Cllr Mullane (SF):  Kanturk was one of the 9 fire stations committed for new build.  Never materialised.  Due to questions that residents in the area asked, in February 2014, a SF TD asked in the Dail what the position with the fire station was and when work would commence.  The answer was that the Council was approved to prepare design and tender documents.  The Minister wrote to the Council expressing concerns at the cost of the project and asking that another site might be considered.  What were the costs that the Minister was concerned about?  Was the Minister’s concern in relation to the site itself or was it in relation to the purchase of the land only?  Last full Council meeting said we got 0.59 ha of land and, working out the cost of land at the time, that meant we spend > €450,000 per acre on buying the land.  We bought the land in 2002 but we were told that we could build the fire station in 2007.  Why?  Why did we buy before we were sure we could build?  Paying that type of public money for land is a total disgrace.
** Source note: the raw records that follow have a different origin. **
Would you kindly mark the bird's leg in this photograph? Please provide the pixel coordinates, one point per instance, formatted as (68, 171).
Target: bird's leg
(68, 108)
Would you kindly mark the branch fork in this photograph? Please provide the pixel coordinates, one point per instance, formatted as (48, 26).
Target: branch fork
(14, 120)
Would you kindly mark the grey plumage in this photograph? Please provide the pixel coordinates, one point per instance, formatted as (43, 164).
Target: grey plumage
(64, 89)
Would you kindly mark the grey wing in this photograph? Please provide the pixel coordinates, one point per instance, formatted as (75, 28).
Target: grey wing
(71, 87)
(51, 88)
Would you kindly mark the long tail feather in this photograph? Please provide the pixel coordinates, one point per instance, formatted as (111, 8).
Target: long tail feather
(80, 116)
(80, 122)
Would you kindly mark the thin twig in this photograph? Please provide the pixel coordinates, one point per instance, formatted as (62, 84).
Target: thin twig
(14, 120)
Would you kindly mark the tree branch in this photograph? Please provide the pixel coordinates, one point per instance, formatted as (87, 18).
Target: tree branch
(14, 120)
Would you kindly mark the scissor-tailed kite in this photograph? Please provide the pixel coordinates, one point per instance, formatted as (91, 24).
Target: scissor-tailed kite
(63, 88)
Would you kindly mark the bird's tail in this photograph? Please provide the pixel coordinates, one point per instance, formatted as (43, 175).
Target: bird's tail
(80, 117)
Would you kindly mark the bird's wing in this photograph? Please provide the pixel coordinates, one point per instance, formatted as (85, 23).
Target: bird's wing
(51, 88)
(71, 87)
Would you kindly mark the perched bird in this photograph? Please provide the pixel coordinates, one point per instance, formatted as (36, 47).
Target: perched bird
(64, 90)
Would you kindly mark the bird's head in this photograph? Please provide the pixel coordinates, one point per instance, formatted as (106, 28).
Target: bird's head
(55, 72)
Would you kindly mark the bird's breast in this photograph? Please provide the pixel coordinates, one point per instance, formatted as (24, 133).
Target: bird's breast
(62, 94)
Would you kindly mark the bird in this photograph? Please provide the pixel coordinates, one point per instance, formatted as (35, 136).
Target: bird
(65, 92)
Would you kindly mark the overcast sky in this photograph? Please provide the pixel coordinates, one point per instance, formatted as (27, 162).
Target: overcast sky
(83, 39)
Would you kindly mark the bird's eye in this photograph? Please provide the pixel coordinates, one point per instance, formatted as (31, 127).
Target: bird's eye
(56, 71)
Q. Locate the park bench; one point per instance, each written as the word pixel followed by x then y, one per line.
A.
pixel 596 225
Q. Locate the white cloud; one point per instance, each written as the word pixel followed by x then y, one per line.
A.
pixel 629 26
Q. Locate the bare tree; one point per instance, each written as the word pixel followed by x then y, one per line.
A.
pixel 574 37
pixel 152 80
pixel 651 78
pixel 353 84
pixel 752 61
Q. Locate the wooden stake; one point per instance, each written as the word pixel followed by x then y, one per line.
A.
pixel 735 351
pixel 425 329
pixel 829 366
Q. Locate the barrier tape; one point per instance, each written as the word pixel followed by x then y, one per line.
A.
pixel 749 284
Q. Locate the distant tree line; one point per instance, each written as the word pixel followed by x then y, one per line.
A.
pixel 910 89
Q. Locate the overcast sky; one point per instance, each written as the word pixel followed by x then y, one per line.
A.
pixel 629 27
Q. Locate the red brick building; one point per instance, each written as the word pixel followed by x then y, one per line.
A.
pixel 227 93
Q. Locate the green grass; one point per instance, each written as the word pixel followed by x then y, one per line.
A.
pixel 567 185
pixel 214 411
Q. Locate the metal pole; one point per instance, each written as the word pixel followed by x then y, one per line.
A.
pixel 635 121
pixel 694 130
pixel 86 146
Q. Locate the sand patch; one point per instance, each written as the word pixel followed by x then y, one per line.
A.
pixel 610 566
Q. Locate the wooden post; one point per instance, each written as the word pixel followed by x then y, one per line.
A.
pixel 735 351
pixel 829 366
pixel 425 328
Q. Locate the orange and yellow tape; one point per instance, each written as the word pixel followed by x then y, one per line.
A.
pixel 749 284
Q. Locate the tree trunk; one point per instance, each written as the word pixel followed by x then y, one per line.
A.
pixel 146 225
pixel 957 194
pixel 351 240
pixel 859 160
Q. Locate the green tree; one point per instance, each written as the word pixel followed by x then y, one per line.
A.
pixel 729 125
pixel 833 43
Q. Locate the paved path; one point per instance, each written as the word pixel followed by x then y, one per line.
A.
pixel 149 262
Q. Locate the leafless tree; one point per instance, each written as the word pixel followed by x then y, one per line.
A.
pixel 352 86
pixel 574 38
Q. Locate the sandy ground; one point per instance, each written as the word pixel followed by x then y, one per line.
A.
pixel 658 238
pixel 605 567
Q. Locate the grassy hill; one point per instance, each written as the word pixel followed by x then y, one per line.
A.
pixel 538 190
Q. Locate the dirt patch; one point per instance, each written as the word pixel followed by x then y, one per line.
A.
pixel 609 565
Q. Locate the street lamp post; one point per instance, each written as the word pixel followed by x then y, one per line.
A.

Cllr T Collins (Ind): Kanturk really needs a new fire station.  No town needs it more.  All they have in Kanturk is a garage for the fire engine.  Nothing else.  No offices, nothing.  Fire officers work out of their own homes.  Spoke to the Mayor about it recently and was told it is a priority 3.  So what are priority 1 and 2?  When will the Kanturk fire station start?  Believes there is nothing wrong with the site.  Wants to be able to go back to the Kanturk people with a definite on when the fire station will be built.

Cllr O’Grady (SF) spoke.

CE:  There is nothing more to add to the report.  There are three priorities in the Council for provision of new fire stations.  Macroom and Clonakilty are the other two.  Kanturk is also a priority for the county.  The site was identified in 2002 as being suitable for a fire station.  Notices were served in 2006.  It was in 2005 that we were requested by the OPW to include additional lands so as to allow access to their own lands.  OPW then changed its decision.  Council tried to renegotiate a smaller site for a fire station.  That matter was referred to arbitration by the land owner.  Agreement was reached.  Was purchased at a time of peak prices.  This is unfortunate.

Cllr Mullane (SF):  According to Leinster House records, it wasn’t until 2007 that approval was given for the fire station in Kanturk.  How did it come about that we started buying this land in 2002?  Does it come to full Council to purchase a patch of land like that?

CE:  We were proactive in purchasing this site.  If we weren’t like that, we’d stand still as an organisation.  Department took issue with the price of the site.  This was determined by the market; there was nothing we could do about that.

Cllr O’Grady (SF):  How actively are we pursuing the money owed by the OPW?  Can this be recouped and put towards the fire station?

Cllr T Collins (Ind):  This is straight across from the garda station and on a busy street.  Cattle are grazing where the fire station is supposed to be.  If it wasn’t grazed, the grass would be growing wild.  Grazing keeps it neat and tidy.

CE:  If the OPW were to pay what they owe, it would be used to reduce what the Council owes on the site.

Cllr Mullane (SF): What did the Council pay for the land?

Mayor:  Price per acre went to arbitration.  So it never came to full Council.  It was zoned land, went to arbitration, went to CPO.  Someone independent of the Council decided the value of the land.  The Council could hardly say no to the going price when it had CPO’ed the land.

Cllr Mullane (SF):  It went to arbitration when someone messed up.

CE:  Why is procedure being questioned in this way?  This was a compulsory purchase order using the instruments of the State.  The land is lying idle because there is no capital programme in place.  Nothing was done behind closed doors.  There has been no capital budget since 2008 for the building of fire stations.  If the capital budgets had continued, there would be a fire station built now.  But there will be a new capital programme and the fire station will be one of the first to be built.

Cllr T Collins (Ind):  When the land was purchased, the people of Kanturk were delighted.  It didn’t matter what the land cost per acre.  They just wanted a fire station.


The rest of the meeting was adjourned.